In 1988, yet another challenge appeared before the Supreme Court. In 1988, the Court said in Hazelwood v. Kuhlmeier that public high school officials could censor a student newspaper if needed. Justice Byron White opined that “a school need not tolerate student speech that is inconsistent with its basic educational mission, even though the government could not censor similar speech outside the school“. The “test” used to determine if speech is constitutionally protected is and has been deliberately narrow focussed to afford the most generous interpretation of free speech and in effect, granting the speaker the widest latitude possible to safeguard their rights. There are three criteria. The expression must not be inciting violence or true threats, libelous or fraudulent, or obscene. The courts have historically given wide latitude to the obscenity test because it is such a subjective test. As you can see, these criteria place strict limits on what can and cannot be censored by the State. In contrast, the test put to expression by students is very different. The courts grant school districts sweeping control over student expression if in the Districts view, the expression is
- Promoting illegal drug use
- Part of curriculum or school sponsored communication.
These vague criteria are used by school administrations to control speech and expression with no regard for students rights. This is how the “indoctrination” we keep hearing about began. While I’m certain that reasonable people can stipulate that “lewdness” is unnecessary in schools, and that disruptive behavior is undermining to the effort to teach, it’s the last bullet point I find most insideous.

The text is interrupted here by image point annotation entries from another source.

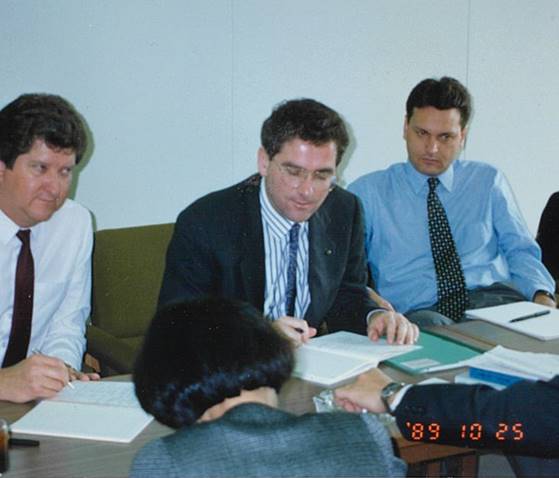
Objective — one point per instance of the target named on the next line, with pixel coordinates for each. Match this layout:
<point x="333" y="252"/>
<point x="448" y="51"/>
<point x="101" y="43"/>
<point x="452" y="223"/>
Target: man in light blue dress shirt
<point x="500" y="260"/>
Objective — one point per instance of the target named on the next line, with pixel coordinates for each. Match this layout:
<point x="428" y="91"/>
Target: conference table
<point x="64" y="457"/>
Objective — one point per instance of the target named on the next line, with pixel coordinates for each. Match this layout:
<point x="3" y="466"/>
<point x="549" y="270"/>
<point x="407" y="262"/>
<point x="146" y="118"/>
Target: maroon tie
<point x="23" y="303"/>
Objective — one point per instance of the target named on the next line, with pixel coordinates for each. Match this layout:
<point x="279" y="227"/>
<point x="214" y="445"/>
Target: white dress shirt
<point x="61" y="249"/>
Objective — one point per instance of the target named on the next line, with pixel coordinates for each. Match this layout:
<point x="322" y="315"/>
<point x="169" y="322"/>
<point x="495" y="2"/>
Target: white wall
<point x="175" y="91"/>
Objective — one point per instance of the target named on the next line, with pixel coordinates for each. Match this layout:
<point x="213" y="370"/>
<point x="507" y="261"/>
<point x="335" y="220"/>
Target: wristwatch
<point x="390" y="390"/>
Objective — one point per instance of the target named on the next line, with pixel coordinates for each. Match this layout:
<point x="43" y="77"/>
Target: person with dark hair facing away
<point x="287" y="240"/>
<point x="212" y="369"/>
<point x="443" y="234"/>
<point x="45" y="249"/>
<point x="548" y="237"/>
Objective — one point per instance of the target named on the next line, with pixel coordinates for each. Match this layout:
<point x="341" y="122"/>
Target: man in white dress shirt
<point x="45" y="249"/>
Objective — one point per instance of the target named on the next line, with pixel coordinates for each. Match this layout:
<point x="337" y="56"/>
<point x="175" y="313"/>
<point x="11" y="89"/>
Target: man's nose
<point x="52" y="183"/>
<point x="432" y="145"/>
<point x="307" y="185"/>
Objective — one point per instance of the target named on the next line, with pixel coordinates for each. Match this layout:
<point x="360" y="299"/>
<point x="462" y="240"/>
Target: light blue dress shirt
<point x="491" y="236"/>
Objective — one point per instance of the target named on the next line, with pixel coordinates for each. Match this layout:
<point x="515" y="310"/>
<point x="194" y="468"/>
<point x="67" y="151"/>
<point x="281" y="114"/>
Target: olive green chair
<point x="128" y="267"/>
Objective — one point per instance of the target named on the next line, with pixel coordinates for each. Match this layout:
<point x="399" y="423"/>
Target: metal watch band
<point x="388" y="391"/>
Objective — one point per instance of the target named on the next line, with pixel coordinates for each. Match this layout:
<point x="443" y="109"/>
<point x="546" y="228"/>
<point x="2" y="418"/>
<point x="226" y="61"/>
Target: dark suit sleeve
<point x="521" y="419"/>
<point x="189" y="267"/>
<point x="548" y="236"/>
<point x="352" y="303"/>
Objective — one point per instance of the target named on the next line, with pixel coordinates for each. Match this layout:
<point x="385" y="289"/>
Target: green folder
<point x="435" y="351"/>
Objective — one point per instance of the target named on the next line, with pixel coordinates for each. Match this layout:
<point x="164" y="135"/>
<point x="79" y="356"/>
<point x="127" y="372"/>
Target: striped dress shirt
<point x="276" y="252"/>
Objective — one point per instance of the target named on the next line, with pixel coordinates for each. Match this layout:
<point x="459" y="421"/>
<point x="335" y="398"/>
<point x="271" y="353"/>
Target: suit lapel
<point x="252" y="261"/>
<point x="322" y="254"/>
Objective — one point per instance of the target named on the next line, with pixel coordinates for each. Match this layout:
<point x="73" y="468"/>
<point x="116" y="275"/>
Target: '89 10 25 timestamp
<point x="467" y="431"/>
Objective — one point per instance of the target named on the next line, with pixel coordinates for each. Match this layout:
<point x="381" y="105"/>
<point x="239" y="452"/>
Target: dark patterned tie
<point x="23" y="303"/>
<point x="451" y="285"/>
<point x="291" y="288"/>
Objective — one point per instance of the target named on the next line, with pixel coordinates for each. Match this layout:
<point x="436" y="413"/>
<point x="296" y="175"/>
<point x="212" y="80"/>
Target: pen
<point x="23" y="442"/>
<point x="71" y="369"/>
<point x="530" y="316"/>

Educators have the ability to censor ideas and expressions offered as part of a curriculum assignment or school sponsored communication such as school newspapers or yearbooks. “As part of curriculum and assignments” basically means that little Johnny can be censored and or punished for doing a composition that the teacher finds offensive. It also means that the student newspaper can be stifled if it publishes anything seditious to the schools administration.
The seriousness of this problem can best be illustrated by looking at it with the sharp lens of current social context. It’s certainly no secret that the teaching profession has for decades been largely a liberal leaning body. Liberal biased educators have been given carte blanche in their ability to advance their bias through systematic censorship and suppression of “offensive ideas” in the guise of making schools more tolerant and inclusive by eliminating the “offensive” expressions.
Elimination of contrary ideas in an effort to shield children from that which challenges or offends is a grave disservice. What the Supreme Court has done by posing a de facto age requirement on free speech has resulted in generations of young people that were never equipped or taught coping mechanisms to handle differing ideas, then when reaching the “age of free speech enlightenment”, have no sense of what free speech is. The tragic bi-product is evident in our colleges and universities where free speech was once voraciously defended, is now under constant challenge because someone is “offended”.
This is not a partisan issue. This problem affects our children across the board, regardless of political alignment. If we are to right the ship and safeguard our liberty for future generations, the courts must address it now.
They made this mess, and it’s time they clean it up.